Hackaday Prize Entry: Sonic Glasses

This year, the Hackaday Prize is going to find the most innovative and interesting assistive technologies. Whether that’s refreshable Braille displays or reliable utensils for the disabled, the finalists for the Assistive Technologies portion of the Prize will be creating some of the most interesting tech out there.

For his entry into the Assistive Technology part of the Prize, [Pawit] is building binaural glasses for the blind. It’s difficult to navigate unknown environments without a sense of sight, and these SonicScape glasses turn cheap distance sensors into head-mounted sonar.

The glasses are built around a pair of ultrasonic distance sensors (the HC-SR-04, if you’re curious), mounted in a convenient 3D-printed enclosure that looks sufficiently like a pair of glasses to not draw too many glares. (Although maybe we’d print them in black to lower the contrast.) Of note in this project is the Bluetooth connectivity to eliminate wires and independent left and right audio channels. That last bit — being able to hear in left and right — is something we haven’t seen before in devices like this and aims to greatly increase the usability of such a device.

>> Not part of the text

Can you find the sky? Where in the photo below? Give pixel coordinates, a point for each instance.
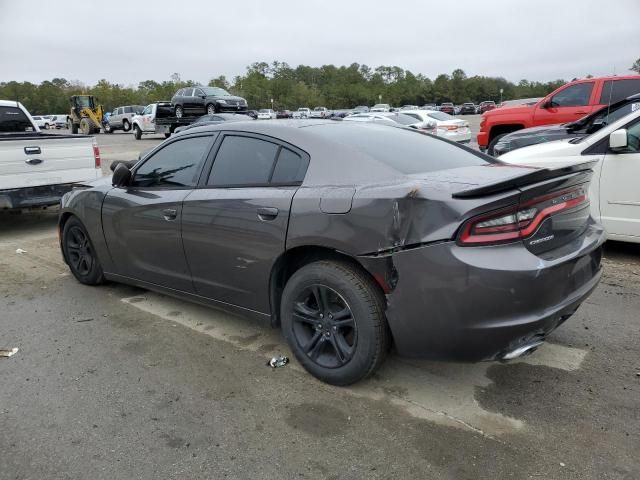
(127, 41)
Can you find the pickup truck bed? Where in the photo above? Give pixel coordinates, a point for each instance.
(36, 169)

11 thoughts on “Hackaday Prize Entry: Sonic Glasses

  1. won’t there be any interference between these sensors when mounted so close together ?
    datasheet says the measurement angle: is 15 deg, so the beams will converge after only a few centimeters.
    Not sure if that angle is H or V though.

    1. That could be easily avoided by time-multiplexing them: only have one active at a time and quickly alternate between them. They respond fast enough that a human wouldn’t notice.

  2. Buy ready to wear sunglasses and mod them. Unless the 3D printing is to the shape of the wearer it is not needed. It just screams out in any color as ugly. I always wear my rear-view mirror on my glasses. It’s tiny.
    The beams should not be converged, but augment each other in spacial area. Try 3 in an angled center left right array. Mix center into both channels.

  3. I remember making almost this exact same thing with a Basic Stamp II way back in first year of university. It had two cellphone vibration motors on the arms for proximity warnings.